A grande questão que Solondz nos impõe é extremamente cruel: Já que essas pessoas estão fadadas ao fracasso e ao suicídio, não seria melhor que elas fossem abortadas antes de nascer?????????????????????????????????????
Ao longo do filme, o tom vai ficando mais contundente, lá peças tantas o diretor coloca na boca de um acusado de pedofilia um quase monólogo assustador:
“As pessoas sempre terminam do jeito que começam. Ninguém nunca muda. Acham que mudam, mas não mudam. Se for do tipo deprimida agora, vai ser sempre assim.”
Mais pra frente ainda proclama: “Não há livre arbítrio. Não tenho escolha a não se escolher o que escolho. Fazer o que faço. Vive como vivo. No fim, somos apenas robôs programados arbitrariamente pelo código genético da natureza”.
Aviva então pergunta: “Mas não há nenhuma esperança?”

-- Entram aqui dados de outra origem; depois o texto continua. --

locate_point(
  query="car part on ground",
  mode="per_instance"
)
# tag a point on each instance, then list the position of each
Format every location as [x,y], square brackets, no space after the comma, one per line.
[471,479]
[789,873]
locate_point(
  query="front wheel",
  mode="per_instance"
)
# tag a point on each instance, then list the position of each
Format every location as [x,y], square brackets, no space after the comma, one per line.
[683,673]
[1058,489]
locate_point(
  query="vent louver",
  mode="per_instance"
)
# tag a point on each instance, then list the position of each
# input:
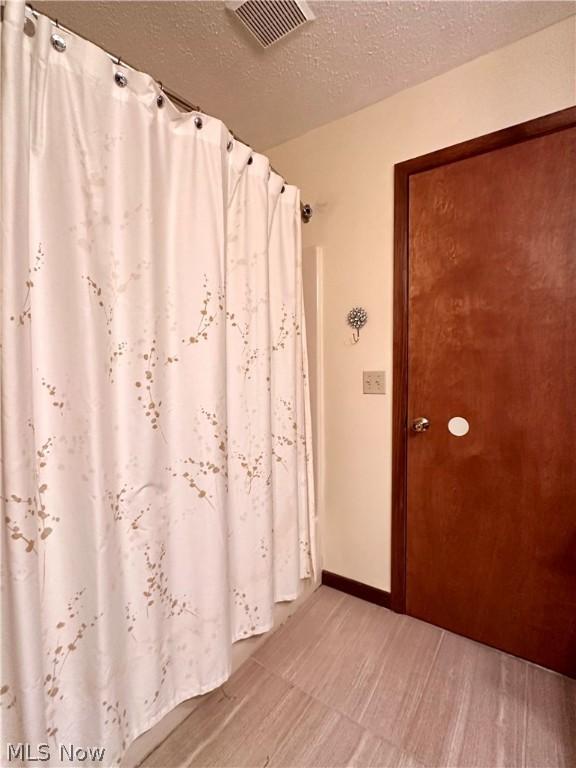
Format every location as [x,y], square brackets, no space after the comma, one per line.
[271,20]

“Palindromes” é assim. Como se fosse um soco em plena boca do estômago.
Aviva tem algo da ingenuidade comovente de Macabéa de Clarice Lispector e de Cabíria do Fellini.

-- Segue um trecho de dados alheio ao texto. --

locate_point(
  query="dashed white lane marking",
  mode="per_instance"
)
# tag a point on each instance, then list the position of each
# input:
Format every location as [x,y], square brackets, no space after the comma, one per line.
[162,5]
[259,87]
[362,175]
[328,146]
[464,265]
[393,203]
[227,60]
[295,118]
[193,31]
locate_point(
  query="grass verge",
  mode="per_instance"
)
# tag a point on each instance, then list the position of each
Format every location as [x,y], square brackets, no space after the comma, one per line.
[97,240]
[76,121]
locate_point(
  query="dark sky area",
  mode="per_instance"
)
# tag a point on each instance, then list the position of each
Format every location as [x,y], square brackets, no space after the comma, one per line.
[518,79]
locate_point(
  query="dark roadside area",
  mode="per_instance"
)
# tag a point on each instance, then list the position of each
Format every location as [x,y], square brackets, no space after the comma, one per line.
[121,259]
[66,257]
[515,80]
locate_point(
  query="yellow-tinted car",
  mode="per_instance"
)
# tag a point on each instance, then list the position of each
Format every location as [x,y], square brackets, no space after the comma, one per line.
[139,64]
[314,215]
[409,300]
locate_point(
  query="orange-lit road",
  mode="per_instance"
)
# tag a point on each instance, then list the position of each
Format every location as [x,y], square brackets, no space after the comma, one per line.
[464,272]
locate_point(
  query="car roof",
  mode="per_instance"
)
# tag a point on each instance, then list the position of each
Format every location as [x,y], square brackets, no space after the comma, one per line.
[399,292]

O diretor Todd Solondz porém é mais radical que Lispector e Fellini, numa entrevista afirmou:
"Eu penso que, num nível profundamente humano, todos nós precisamos acreditar que estamos fazendo a coisa certa, e travando um combate justo e que mesmo que você esteja matando médicos que praticam abortos, você faz isso por achar que está salvando milhões de bebês que ainda não nasceram. Existe uma lógica em ação em tudo isso. Não é apenas uma coleção de casos problemáticos".
Já numa outra entrevista fez a seguinte provocação: “A família, microcosmo da sociedade, é o meio onde são geradas as neuroses e os falsos valores sociais. A cada história pela qual me interesso mesclo um pouco de tristeza, um pouco de humor e um pouco de ironia. Inteligência, humor e tristeza é uma grande combinação.”
Bom, se você quiser ver um “Alice no Pais dos HORRORES”, te recomendo esse filme.